The Minister of Social Development has acknowledged the inequity in the grant structure and that the CSG is the only grant below the food poverty line.
‘Tip of the iceberg’
According to CI communication and education specialist Lori Lake, “child malnutrition is a form of ‘slow violence’ that systematically destroys a child’s developing body and brain, damaging their health, education and employment prospects.”
Even before the start of the COVID-19 pandemic, malnutrition was a problem. A third of children lived in households below the food poverty line, that cannot afford to buy enough food to meet their minimum daily energy requirements, let alone providing their children with a diverse nutrient-rich diet needed to promote optimal development. It is therefore not surprising that a quarter (27%) of young children are stunted – a sign of chronic malnutrition, which stunts children’s physical growth and cognitive development. These stunting rates are very high for a middle-income country and have remained stubbornly unchanged for the last 20 years.
Rising unemployment coupled with rising food prices has pushed households even deeper into poverty. By February/March 2021, one in seven households reported that a child went to bed hungry in the week before the survey. This is nearly double pre-pandemic levels and beneficiaries of the CSG were most likely to run out of money for food. Yet, child hunger is just the tip of the iceberg.
“Rising insecurity is fuelling an increase in domestic violence and common mental disorders.”
As families attempt to shield their children from hunger by eating less and purchasing cheaper, less nutritious meals, these empty calories are likely to further exacerbate South Africa’s already high rates of stunting, micronutrient deficiencies and obesity.
At the same time, rising insecurity is fuelling an increase in domestic violence and common mental disorders, that further compromise the care and protection of children. While the disruption of routine healthcare services has made it harder to identify and support children at risk of malnutrition, experts are predicting a 14% increase in the global prevalence of moderate and severe acute malnutrition which are associated with 50% of child hospital deaths in South Africa.
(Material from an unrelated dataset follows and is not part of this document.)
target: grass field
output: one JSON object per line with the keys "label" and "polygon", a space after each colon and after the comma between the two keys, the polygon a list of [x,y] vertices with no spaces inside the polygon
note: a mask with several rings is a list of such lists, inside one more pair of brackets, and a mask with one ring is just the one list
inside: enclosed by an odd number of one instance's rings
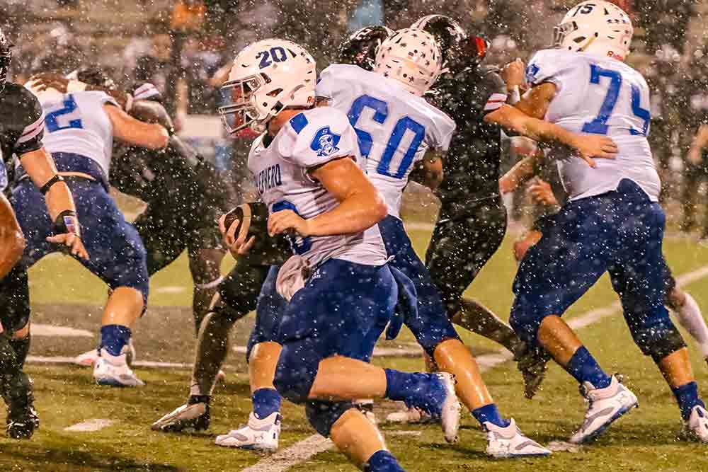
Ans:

It is therefore vital that the state take decisive action to address these immediate threats to children’s health, survival and development.
Child rights advocates and health professionals have been advocating to increase the CSG to the food poverty line — about R585. This would provide a vital lifeline to families living in extreme poverty, but instead of decreasing the gap between the grant and the food poverty line, the current allocation has resulted in a widening of the gap.
Reducing value ‘unconscionable’
South Africa’s children are least impacted by the direct physical effects of COVID-19 but they are battling two epidemics: violence and hunger.
The ongoing economic fallout from the pandemic is eroding the capacity of families to look after their children. In this situation, it is unconscionable that we are reducing the real value of the CSG; we are literally taking food out of the mouths of babes. Time and again, studies have shown that investment in ECD has positive effects on the development of individual children that result in long-term sustained boosts to the economy. Yet, subsidies have been cut and many programmes are struggling to keep their doors open.
The effects of malnutrition and increased exposure to violence last a lifetime and perpetuate eternal vicious cycles of inequality, poverty, and pain. We cannot put measures to prevent violence and malnutrition on the back burner waiting for the health pandemic to abate. We must give families the support they need now.